# Hanging drywall backward



## AmberAll (Nov 13, 2011)

We are remodeling a mobile home. The home originally had wallpaper covered drywall which I liked fine for a mobile home. We would like to go back with the same size 3/8 drywall but do not want to spend the time to finish the drywall. Can we hang it backward (to avoid the beveled edges), paint and use strip moulding to cover vertical joints?


----------



## user1007 (Sep 23, 2009)

You don't want to hang drywall backward. Are you trying to skip mudding and taping it?:no::no:


----------



## DangerMouse (Jul 17, 2008)

AmberAll said:


> Can we hang it backward (to avoid the beveled edges), paint and use strip moulding to cover vertical joints?


Yes, of course you can! It's YOUR home, right? 

As to whether it's recommended, that's another story for numerous/various reasons. You'll be much better off doing it the correct way.

DM


----------



## AmberAll (Nov 13, 2011)

Thank you both for your input. I was told that finished drywall in a mobile home usually cracks over time. That said, my only other option would be wall paneling which I've never been crazy about. Is there any type of drywall that does not have beveled edges? The type drywall that was in the home is very difficult to find with so many mobile home manufacturers now out of business. The places I have found that do have it are more than 3 hours away and none of them has enough to do the entire home.

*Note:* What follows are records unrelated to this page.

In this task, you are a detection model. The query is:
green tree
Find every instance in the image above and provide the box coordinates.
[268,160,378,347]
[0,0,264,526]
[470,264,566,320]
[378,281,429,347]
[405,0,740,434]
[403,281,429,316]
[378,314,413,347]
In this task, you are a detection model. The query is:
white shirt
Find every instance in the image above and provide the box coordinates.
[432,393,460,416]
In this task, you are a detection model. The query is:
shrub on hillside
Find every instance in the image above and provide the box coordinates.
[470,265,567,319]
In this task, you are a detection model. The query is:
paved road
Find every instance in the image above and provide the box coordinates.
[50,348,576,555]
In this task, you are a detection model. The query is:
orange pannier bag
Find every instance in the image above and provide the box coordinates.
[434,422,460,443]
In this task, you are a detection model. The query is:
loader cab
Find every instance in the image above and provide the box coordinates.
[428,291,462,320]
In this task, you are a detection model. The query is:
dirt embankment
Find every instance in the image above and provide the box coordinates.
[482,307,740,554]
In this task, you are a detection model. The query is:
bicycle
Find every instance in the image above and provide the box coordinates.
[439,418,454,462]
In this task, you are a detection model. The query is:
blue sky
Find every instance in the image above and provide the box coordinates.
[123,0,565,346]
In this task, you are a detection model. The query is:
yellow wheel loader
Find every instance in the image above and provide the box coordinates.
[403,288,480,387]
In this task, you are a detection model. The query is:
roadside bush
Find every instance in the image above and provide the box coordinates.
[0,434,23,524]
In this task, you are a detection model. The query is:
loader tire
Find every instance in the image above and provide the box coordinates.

Any suggestions are greatly appreciated.


----------



## user1007 (Sep 23, 2009)

Might see what options a boatyard has these days. I have not restored one in a long time but the materials I used way back when should adapt nicely to your mobile home. Not sure about meeting fire codes though. And insulation was not a major issue.


----------



## Bud Cline (Mar 12, 2006)

Vinyl-clad drywall is available as a commercial product and has square corners but it is 5/8" thick. Used in office buildings and the like.

I'll never understand why people are always trying to re-invent the wheel.


----------



## Gary in WA (Mar 11, 2009)

If you go with other than drywall, keep this in mind: http://publicecodes.citation.com/icod/irc/2009/icod_irc_2009_7_sec002_par017.htm

A vinyl wall covering will act as a vapor barrier, be sure the cavity can dry to the outside if used.


Gary


----------



## ben's plumbing (Oct 6, 2011)

you could hang it the right way and use a bigger molding to cover beveled joints or just cover the center of the bevel leaving the rest of the joint for added accent.???????????paint and be done no finish work?????????????


----------